GaussianNB(priors=None, var_smoothing=1e-09)

In [21]:
# predict the model
y_pred = clf.predict(X_test)
print('Predicting_class of X_test: ', y_pred) 

Predicting_class of X_test:  [1 0 2 1 1 0 1 2 1 1 2 0 0 0 0 2 2 1 1 2 0 2 0 2 2 2 2 2 0 0 0 0 1 0 0 2 1
 0 0 0 2 1 1 0 0]


In [22]:
from sklearn.metrics import accuracy_score as acc

print("acc_score = ", acc(y_test, y_pred))

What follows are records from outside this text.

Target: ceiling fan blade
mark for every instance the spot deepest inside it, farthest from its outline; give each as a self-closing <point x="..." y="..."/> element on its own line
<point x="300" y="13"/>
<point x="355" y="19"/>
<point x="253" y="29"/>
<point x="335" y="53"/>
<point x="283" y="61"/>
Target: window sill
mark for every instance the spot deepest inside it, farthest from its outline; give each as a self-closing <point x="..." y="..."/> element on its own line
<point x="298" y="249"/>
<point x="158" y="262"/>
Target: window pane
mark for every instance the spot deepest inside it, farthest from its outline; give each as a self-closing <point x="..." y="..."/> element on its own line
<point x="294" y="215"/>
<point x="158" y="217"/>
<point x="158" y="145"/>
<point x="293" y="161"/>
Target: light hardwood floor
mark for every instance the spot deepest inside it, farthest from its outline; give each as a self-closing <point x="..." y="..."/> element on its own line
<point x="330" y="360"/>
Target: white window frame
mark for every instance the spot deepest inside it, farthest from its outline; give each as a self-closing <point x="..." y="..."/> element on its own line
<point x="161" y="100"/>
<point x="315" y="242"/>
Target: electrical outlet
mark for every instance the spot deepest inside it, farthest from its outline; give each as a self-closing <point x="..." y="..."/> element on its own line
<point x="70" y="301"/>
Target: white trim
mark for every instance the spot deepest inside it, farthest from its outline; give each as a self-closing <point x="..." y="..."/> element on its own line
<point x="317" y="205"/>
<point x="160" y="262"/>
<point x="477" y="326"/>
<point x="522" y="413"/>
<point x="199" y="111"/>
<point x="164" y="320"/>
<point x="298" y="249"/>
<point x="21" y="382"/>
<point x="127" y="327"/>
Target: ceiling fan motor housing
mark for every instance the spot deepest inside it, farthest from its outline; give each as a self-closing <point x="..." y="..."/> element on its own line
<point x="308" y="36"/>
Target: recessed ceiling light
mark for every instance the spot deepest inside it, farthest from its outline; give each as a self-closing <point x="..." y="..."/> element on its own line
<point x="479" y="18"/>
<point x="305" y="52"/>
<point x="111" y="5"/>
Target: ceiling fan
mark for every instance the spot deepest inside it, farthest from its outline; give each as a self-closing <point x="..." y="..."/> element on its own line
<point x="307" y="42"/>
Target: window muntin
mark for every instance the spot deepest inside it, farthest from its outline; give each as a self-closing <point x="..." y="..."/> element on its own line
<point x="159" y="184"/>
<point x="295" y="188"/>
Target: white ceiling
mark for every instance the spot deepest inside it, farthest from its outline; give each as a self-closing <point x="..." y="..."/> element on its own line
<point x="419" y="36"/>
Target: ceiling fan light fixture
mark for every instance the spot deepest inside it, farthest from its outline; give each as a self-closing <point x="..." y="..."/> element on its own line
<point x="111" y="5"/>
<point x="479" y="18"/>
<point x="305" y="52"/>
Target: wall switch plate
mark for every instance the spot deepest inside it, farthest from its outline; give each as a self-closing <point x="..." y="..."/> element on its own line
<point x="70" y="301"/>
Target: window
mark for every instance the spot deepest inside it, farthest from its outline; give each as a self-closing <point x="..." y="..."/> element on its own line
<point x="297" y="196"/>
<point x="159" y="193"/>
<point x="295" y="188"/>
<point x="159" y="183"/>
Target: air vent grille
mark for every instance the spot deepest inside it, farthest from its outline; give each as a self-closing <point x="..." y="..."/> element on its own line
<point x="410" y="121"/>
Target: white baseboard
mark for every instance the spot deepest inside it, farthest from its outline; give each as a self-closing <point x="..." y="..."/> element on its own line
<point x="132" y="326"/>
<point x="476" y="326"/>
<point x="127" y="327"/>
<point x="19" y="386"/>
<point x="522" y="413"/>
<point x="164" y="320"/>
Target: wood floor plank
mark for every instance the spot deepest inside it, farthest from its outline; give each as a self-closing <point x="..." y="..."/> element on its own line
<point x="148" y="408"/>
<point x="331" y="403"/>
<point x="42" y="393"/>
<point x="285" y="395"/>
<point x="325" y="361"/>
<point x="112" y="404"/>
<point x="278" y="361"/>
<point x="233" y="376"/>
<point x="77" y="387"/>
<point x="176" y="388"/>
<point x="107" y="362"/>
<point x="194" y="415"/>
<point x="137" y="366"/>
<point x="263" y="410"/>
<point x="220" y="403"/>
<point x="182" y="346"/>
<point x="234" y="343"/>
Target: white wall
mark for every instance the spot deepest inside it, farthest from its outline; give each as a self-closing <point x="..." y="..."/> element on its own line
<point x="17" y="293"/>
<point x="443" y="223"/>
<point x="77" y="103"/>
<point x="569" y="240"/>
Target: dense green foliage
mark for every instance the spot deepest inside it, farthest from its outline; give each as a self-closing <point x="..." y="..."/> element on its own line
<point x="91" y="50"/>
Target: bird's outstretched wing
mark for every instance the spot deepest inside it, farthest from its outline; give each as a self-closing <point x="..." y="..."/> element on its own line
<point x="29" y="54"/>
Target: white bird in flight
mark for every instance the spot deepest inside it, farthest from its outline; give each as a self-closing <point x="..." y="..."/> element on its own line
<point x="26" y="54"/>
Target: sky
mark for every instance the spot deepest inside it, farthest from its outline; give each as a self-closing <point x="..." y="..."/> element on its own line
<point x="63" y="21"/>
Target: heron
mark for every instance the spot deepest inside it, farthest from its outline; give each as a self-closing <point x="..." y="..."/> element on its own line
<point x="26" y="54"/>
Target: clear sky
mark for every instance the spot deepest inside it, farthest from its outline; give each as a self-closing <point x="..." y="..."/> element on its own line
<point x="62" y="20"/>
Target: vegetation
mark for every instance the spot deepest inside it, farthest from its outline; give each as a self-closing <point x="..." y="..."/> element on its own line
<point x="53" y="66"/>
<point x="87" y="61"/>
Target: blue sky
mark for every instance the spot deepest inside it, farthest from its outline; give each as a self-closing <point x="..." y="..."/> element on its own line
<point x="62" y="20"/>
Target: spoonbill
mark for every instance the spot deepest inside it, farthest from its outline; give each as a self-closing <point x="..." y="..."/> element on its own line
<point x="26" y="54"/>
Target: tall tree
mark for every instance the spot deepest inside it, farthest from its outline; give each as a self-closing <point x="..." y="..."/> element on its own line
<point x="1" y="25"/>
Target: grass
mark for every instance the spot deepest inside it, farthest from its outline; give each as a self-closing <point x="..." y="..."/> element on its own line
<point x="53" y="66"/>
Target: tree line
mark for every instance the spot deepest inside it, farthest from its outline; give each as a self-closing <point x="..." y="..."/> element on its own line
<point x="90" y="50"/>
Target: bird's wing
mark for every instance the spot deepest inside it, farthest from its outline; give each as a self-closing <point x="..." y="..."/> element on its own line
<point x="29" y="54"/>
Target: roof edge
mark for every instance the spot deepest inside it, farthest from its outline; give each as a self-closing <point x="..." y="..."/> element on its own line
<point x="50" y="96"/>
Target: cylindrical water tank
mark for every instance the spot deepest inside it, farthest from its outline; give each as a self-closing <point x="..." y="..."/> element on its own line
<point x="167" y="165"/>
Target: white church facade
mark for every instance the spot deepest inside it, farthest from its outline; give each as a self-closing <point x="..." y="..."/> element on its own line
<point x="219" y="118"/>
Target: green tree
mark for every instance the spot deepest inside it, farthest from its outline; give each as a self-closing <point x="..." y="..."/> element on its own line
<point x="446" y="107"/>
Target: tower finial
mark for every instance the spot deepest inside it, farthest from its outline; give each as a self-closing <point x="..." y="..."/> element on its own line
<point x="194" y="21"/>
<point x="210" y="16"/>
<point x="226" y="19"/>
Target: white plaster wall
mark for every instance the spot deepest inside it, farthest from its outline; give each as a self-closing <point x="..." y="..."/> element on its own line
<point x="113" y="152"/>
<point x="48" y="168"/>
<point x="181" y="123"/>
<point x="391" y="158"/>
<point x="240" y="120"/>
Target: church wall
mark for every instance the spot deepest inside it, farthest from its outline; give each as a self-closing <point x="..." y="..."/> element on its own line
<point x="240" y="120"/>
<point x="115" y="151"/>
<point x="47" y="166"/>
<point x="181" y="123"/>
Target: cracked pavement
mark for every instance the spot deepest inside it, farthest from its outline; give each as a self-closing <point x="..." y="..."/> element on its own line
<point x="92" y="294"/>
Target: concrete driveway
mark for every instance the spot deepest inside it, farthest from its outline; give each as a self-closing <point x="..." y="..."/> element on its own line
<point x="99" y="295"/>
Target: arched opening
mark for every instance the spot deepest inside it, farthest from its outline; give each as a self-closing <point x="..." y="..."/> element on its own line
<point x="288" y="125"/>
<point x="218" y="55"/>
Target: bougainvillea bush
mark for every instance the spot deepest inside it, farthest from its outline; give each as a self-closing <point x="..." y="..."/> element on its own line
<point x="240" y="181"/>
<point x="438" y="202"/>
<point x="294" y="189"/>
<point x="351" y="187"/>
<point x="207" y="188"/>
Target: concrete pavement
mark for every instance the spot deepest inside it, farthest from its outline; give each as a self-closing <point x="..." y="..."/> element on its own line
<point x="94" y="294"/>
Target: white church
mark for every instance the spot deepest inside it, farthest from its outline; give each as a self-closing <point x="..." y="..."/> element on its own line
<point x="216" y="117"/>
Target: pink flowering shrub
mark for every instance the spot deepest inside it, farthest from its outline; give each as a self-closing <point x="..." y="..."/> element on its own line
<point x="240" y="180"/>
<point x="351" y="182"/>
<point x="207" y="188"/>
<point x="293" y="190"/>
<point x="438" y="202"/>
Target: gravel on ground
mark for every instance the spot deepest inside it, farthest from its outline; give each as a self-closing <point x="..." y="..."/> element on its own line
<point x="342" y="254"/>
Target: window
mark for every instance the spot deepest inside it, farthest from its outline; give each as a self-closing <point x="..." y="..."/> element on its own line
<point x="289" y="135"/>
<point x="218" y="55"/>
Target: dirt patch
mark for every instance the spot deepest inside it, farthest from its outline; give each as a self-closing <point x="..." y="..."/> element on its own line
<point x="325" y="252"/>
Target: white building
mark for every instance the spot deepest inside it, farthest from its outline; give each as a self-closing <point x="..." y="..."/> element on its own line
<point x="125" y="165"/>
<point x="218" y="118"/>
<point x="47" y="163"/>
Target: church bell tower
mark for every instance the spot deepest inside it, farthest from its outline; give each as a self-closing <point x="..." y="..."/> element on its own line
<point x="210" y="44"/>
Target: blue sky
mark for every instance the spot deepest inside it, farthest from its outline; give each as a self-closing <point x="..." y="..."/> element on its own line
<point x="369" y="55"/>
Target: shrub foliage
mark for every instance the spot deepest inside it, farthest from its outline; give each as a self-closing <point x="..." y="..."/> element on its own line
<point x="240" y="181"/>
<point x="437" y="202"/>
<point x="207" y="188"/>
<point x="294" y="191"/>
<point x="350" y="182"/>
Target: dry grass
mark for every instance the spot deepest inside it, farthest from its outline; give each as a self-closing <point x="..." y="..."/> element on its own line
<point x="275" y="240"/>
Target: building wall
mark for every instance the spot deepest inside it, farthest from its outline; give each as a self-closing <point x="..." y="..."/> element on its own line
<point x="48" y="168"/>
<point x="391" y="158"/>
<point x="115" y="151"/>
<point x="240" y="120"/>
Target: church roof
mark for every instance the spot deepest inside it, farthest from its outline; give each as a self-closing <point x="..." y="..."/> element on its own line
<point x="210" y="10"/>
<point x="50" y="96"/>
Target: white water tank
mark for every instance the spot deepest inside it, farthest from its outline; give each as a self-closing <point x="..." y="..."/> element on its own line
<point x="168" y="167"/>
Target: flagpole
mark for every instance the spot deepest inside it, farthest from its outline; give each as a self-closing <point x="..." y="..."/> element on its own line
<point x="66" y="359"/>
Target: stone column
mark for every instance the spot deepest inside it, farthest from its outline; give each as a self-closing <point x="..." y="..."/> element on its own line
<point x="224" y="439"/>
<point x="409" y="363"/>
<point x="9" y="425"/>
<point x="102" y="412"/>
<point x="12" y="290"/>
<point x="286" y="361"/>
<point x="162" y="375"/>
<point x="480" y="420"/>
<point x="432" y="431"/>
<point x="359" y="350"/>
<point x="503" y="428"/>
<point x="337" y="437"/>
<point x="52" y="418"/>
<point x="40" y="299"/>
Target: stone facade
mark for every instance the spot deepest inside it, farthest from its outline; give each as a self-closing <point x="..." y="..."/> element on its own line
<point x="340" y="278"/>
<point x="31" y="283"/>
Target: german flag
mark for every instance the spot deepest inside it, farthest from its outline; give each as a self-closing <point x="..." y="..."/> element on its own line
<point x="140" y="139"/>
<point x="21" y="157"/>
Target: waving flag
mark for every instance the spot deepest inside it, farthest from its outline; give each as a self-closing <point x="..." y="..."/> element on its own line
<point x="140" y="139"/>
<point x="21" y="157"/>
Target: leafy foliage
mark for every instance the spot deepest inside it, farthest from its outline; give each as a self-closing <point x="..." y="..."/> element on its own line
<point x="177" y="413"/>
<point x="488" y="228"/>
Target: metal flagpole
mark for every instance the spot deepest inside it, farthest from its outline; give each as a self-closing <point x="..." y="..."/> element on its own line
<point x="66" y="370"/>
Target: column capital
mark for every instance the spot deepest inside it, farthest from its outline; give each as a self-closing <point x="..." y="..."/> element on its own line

acc_score =  0.9777777777777777


**Algorithm Explaination.** For each observation `x_i`, `class C`; we assumed that $X_i \sim \mathcal{N}(\mu_{C_i}, \sigma^2_{C_i})$; hence

$$ P(X = x_i \vert C) = {\mathcal{N}(\mu_{C_i}, \sigma^2_{C_i})}(x_i) = \frac{1}{\sigma_{C_i} \sqrt{2\pi}} \exp \left( - \frac{(x_i - \mu_{C_i})^2}{2 \sigma_{C_i}^2} \right) $$

where the parameters $\mu_{C_i}, \sigma^2_{C_i}$ can be estimated by the `M.L.E` method.